Researchers warn APT about data breaches as a serious threat to the UK financial sector

Researchers say geopolitical tensions, ransomware, and cyberattacks using stolen credentials threaten the UK financial sector.

On Monday, KELA’s security team Report We will investigate cybersecurity issues and attacks that surfaced in 2021 and early 2022, with a particular focus on British banks and other financial services.

Britain was one of the first countries to confront Ukraine after Russia’s invasion. This could make UK organizations an attractive target for threat actors with Russia, whether they are state-sponsored Advanced Persistent Threats (APT) groups or hacktivists. Formerly National Cyber ​​Security Center (NCSC) Warning company To strengthen their cybersecurity following the Russian assault.

APT is often responsible for attacking the financial sector. Account credentials, card numbers, and customer personal identification (PII) are useful not only for social engineering and identity theft, but also for fraudulent purchases and card duplication.

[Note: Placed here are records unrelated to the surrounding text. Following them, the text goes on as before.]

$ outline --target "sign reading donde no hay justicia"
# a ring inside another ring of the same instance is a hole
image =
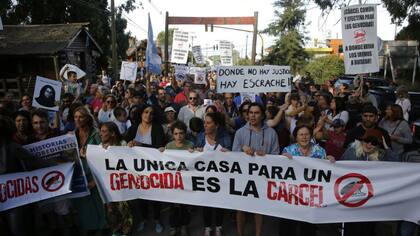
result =
[[[341,22],[346,74],[378,72],[376,5],[344,7]]]
[[[217,92],[290,92],[290,66],[220,66]]]
[[[87,153],[104,202],[142,198],[312,223],[420,219],[418,164],[93,145]]]

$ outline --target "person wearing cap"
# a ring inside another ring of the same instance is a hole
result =
[[[325,151],[327,155],[335,157],[337,160],[343,155],[344,141],[346,140],[346,123],[342,119],[333,120],[332,130],[323,129],[324,120],[320,119],[314,129],[314,136],[317,140],[326,140]]]
[[[411,111],[411,102],[408,98],[408,89],[404,85],[397,88],[397,100],[395,104],[400,105],[403,110],[404,119],[408,121],[410,118],[409,112]]]
[[[188,93],[188,104],[181,107],[178,113],[178,120],[184,122],[189,128],[190,120],[193,117],[198,117],[200,119],[204,118],[205,109],[198,104],[198,94],[195,91],[190,91]]]
[[[347,132],[344,147],[348,147],[356,139],[360,139],[367,129],[376,129],[382,133],[385,144],[391,147],[391,139],[388,132],[378,126],[378,110],[371,104],[366,104],[362,109],[362,123]]]

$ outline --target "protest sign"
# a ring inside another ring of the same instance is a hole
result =
[[[58,111],[61,96],[60,81],[36,77],[32,106],[46,110]]]
[[[220,64],[222,66],[233,66],[232,42],[226,40],[219,41]]]
[[[189,48],[188,32],[174,30],[171,62],[176,64],[187,64]]]
[[[203,58],[203,53],[201,51],[201,46],[200,45],[193,46],[192,52],[193,52],[195,63],[204,64],[204,58]]]
[[[63,67],[61,67],[60,75],[63,75],[64,79],[68,80],[69,78],[67,76],[67,72],[69,71],[76,73],[77,79],[81,79],[86,75],[86,72],[72,64],[65,64]]]
[[[175,69],[175,79],[183,81],[187,78],[187,74],[190,73],[190,68],[184,65],[174,65]]]
[[[79,157],[77,139],[74,135],[62,135],[23,146],[41,166],[54,166],[65,162],[75,163],[70,189],[65,198],[89,195],[85,172]]]
[[[121,62],[120,80],[135,81],[137,78],[137,62]]]
[[[93,145],[87,160],[105,202],[142,198],[311,223],[420,219],[419,164]]]
[[[376,5],[343,7],[341,22],[346,74],[379,71]]]
[[[241,93],[241,104],[245,101],[255,102],[256,93]]]
[[[190,67],[190,74],[194,75],[194,84],[206,84],[206,68]]]
[[[290,66],[220,66],[217,68],[218,93],[290,92]]]
[[[0,175],[0,212],[70,193],[73,163]]]

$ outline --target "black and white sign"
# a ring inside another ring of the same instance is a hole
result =
[[[346,74],[378,72],[376,5],[344,7],[341,22]]]
[[[187,64],[189,47],[188,32],[174,30],[171,62],[176,64]]]
[[[219,41],[220,64],[222,66],[233,66],[232,42],[226,40]]]
[[[220,66],[218,93],[290,92],[290,66]]]
[[[123,61],[121,63],[120,80],[135,81],[137,77],[137,62]]]
[[[32,106],[43,108],[47,110],[58,111],[61,95],[60,81],[36,77],[34,96],[32,99]]]

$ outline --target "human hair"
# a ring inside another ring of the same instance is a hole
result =
[[[193,117],[190,119],[190,130],[193,132],[200,133],[204,130],[203,120],[198,117]]]
[[[390,120],[392,121],[396,121],[396,120],[404,120],[404,115],[403,115],[403,111],[400,105],[398,104],[391,104],[389,105],[389,107],[391,108],[392,114]]]
[[[210,117],[210,119],[219,127],[225,126],[225,119],[220,112],[207,113],[206,117]]]
[[[187,133],[187,126],[184,124],[184,122],[177,120],[171,125],[171,132],[174,133],[175,129],[179,129],[184,131],[184,133]]]
[[[114,116],[115,118],[121,116],[121,115],[127,115],[127,111],[122,107],[116,107],[114,108]]]
[[[89,110],[84,106],[79,106],[76,109],[74,109],[73,117],[76,114],[76,112],[79,112],[86,118],[86,126],[89,127],[89,129],[93,129],[95,125],[95,120],[93,119],[92,114],[90,114]]]
[[[338,114],[346,110],[346,101],[342,97],[334,97],[335,101],[335,113]]]
[[[12,136],[16,131],[16,126],[10,117],[0,115],[0,130],[0,139],[3,139],[4,141],[10,141],[12,140]]]
[[[114,122],[110,122],[110,121],[101,123],[99,128],[102,129],[103,126],[105,126],[109,132],[114,133],[115,135],[114,136],[115,139],[112,140],[113,142],[110,143],[110,145],[119,145],[123,138],[122,138],[122,135],[120,134],[118,126]]]
[[[263,116],[263,120],[265,119],[265,107],[263,105],[261,105],[257,102],[252,102],[251,104],[249,104],[248,114],[249,114],[249,111],[251,110],[251,107],[259,107],[260,111],[261,111],[261,115]]]
[[[296,126],[296,128],[293,130],[293,137],[294,137],[295,140],[296,140],[296,137],[297,137],[297,133],[299,132],[299,130],[301,130],[303,128],[306,128],[306,129],[309,130],[309,134],[311,135],[311,138],[312,138],[312,136],[313,136],[312,127],[309,126],[309,125],[303,124],[303,125]]]
[[[42,110],[42,109],[39,109],[39,108],[36,109],[35,111],[32,112],[31,119],[33,119],[34,116],[41,117],[42,119],[49,122],[48,113],[45,110]]]

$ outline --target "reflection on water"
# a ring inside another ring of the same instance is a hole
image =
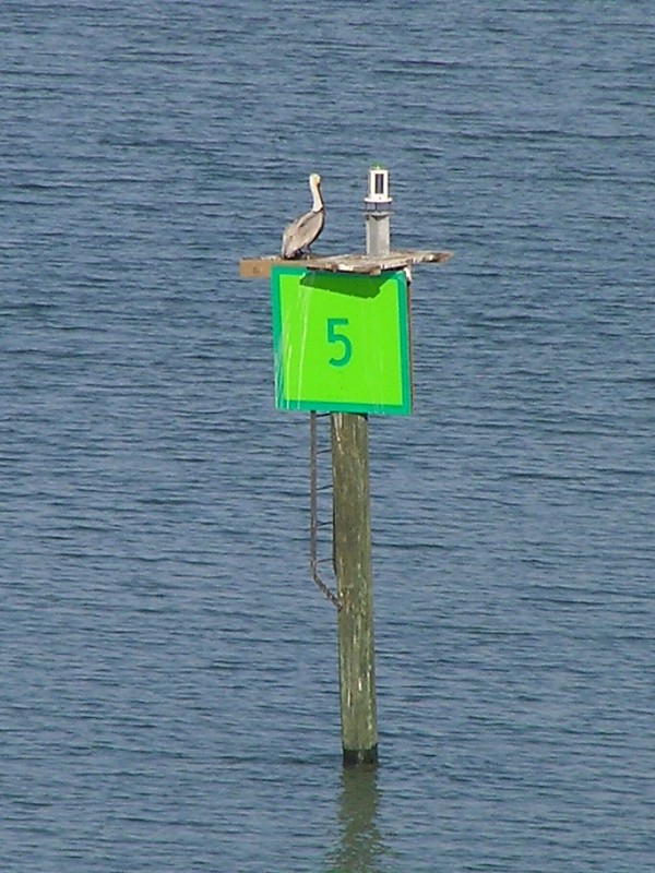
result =
[[[329,873],[382,873],[389,854],[378,829],[380,792],[374,767],[345,769],[338,805],[340,842],[327,859]]]

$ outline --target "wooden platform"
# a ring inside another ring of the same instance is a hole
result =
[[[443,264],[452,252],[393,251],[383,256],[374,254],[333,254],[329,256],[310,255],[291,261],[274,254],[263,258],[243,258],[239,261],[239,275],[243,279],[263,279],[271,275],[274,266],[299,266],[307,270],[321,270],[327,273],[365,273],[378,276],[386,270],[403,270],[413,264]]]

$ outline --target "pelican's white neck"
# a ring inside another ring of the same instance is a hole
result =
[[[321,196],[321,177],[315,172],[309,177],[309,188],[313,203],[311,204],[312,212],[320,212],[323,208],[323,198]]]

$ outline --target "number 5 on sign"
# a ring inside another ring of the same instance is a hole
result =
[[[409,415],[405,274],[271,271],[279,409]]]
[[[341,328],[345,327],[347,324],[347,319],[327,319],[327,342],[341,343],[343,346],[341,357],[330,358],[332,367],[345,367],[353,355],[353,344],[346,334],[341,332]]]

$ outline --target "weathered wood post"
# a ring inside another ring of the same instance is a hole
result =
[[[366,253],[390,251],[389,174],[369,170]],[[338,612],[338,680],[345,766],[376,764],[376,650],[368,459],[368,416],[330,417],[334,518],[334,574]]]

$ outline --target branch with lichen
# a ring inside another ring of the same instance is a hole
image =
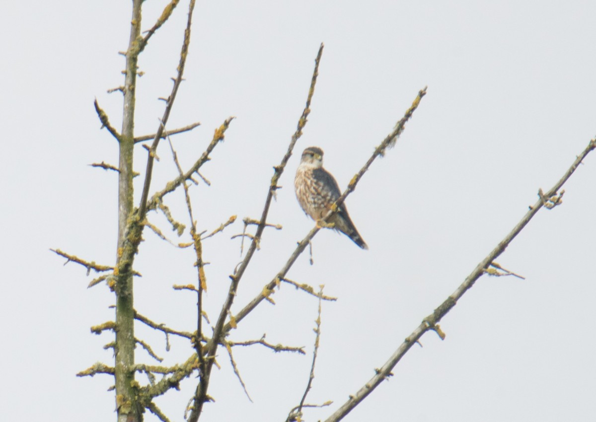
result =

APT targets organizations around the world, and organizations in the UK are no exception. Over the past few years, APT, including APT40 and APT31 in China, has exploited vulnerabilities, including ProxyLogon, to endanger businesses in the United Kingdom.

“In general, APT can target the financial sector, commit fraud, rob ATMs, execute transactions, and break into an organization’s internal financial system,” says KELA. “No specific threat to the UK financial sector has been identified, but there is no doubt that the UK was targeted by the APT Group in 2021.”

Public corporate information and leaked credentials are also noteworthy. After browsing the dark web forums, researchers discovered that UK data was “in demand” by cybercriminals seeking PII, access credentials, and internal data.

For example, in January 2021, a user of the ExploitIn forum requested a “UK database leak”.In the same Russian forum, another person said, “Bank leads for the UK including date of birth, name, bank name / sort code, address, zip code. […] The DOB must be between 1935 and 1955 this year.

From January 2021 to February 2022, KELA tracked nearly 16,000 unique leaked credentials linked to UK financial institutions that appeared online. This includes information leaked during RedCappi, ParkMobile, and Oxfam violations.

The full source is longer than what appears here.